The next destination was Goring. The stretch between Pangbourne and Goring is one of the most scenic as the Chiltern hills close in on the river and it goes through the Goring Gap at the Western end of the Chilterns. This is one reason why I like going to the Midlands via Thames rather than Grand Union canal. The Grand Union goes over the Chilterns, whereas the Thames goes largely around.

From Goring I continued on to Wallingford. On the way there is another magnificent Brunel railway bridge. I love these bridges as they were real engineering feats and I am always interested in industrial heritage. Moulsford bridge is a Skew Arch bridge, which means that it crosses the river at an angle. Look at the fascinating pattern of the bricks. This was done to strengthen the bridge as it crossed at an angle.

Wallingford has another fascinating bridge (I’ll stop now with the bridges, I promise), this time a medieval one. It has been modified over the centuries, but the oldest parts are from the 14th century. As Wallingford is a river ford, the water is very shallow around the bridge and a very popular swimming spot. Wallingford is a lovely town, where I spent a few days again to work.

And last but not least a little quiz: have a guess what these spontaneous little seedlings are.

The answer is: I am using my fully composted toilet contents in my flower pots. It is amazing compost! These are little tomato seedlings and you can guess where they came from. They are amazingly resilient and pop up everywhere even in the dark compost bins.

I have planted out two seedlings and will see how they go. Last year’s attempt was not very convincing, but maybe I can do better.

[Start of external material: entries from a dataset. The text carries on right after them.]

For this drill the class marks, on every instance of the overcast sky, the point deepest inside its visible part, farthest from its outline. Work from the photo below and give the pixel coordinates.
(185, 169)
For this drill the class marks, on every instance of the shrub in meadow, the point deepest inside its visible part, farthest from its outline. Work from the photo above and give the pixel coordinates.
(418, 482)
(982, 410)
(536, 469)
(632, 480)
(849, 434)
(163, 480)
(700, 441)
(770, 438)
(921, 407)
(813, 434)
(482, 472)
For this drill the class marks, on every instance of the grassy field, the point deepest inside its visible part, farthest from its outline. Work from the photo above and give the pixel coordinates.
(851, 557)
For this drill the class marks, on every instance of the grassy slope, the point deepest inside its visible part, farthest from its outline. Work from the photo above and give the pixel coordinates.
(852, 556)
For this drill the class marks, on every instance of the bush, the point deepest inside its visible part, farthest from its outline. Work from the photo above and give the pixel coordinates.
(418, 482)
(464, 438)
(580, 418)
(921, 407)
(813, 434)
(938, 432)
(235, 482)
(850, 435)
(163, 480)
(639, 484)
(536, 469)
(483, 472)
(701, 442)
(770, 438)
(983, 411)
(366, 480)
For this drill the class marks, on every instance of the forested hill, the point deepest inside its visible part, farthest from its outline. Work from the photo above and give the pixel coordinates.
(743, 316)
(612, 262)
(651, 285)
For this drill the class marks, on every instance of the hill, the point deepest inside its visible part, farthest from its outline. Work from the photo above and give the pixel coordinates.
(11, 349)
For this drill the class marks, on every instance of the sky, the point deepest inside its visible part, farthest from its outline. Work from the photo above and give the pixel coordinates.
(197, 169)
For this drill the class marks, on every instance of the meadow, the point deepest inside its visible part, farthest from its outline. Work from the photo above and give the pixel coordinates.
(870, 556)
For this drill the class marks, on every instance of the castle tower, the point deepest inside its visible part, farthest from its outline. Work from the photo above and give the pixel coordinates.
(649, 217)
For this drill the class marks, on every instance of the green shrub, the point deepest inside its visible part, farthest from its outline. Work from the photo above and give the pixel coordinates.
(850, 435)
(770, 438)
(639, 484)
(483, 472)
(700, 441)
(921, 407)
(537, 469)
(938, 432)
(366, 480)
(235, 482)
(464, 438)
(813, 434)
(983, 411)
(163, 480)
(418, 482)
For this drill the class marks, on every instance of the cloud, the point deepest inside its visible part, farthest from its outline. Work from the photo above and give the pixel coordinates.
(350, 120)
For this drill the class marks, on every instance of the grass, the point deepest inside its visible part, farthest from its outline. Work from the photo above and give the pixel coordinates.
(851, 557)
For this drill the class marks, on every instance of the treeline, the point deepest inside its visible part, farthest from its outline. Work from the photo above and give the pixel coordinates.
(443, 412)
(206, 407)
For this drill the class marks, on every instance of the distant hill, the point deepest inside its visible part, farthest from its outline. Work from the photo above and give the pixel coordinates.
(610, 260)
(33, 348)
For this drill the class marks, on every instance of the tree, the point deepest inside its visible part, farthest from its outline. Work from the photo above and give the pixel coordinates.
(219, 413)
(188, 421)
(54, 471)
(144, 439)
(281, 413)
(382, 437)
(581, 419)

3 Comments on “The beautiful Upper Thames – from Windsor to Wallingford

  1. Hi Kerstin. How delightful to read your experiences on a part of the world I know so well! I am glad you have been enjoying Wallingford, where my parents had a long and happy retirement. There are 3-weekly chamber music concerts in St Peter’s Church by the Thames, if you coincide with them
    Glad you like the bridges! Sorry about the entitled cruiser folk!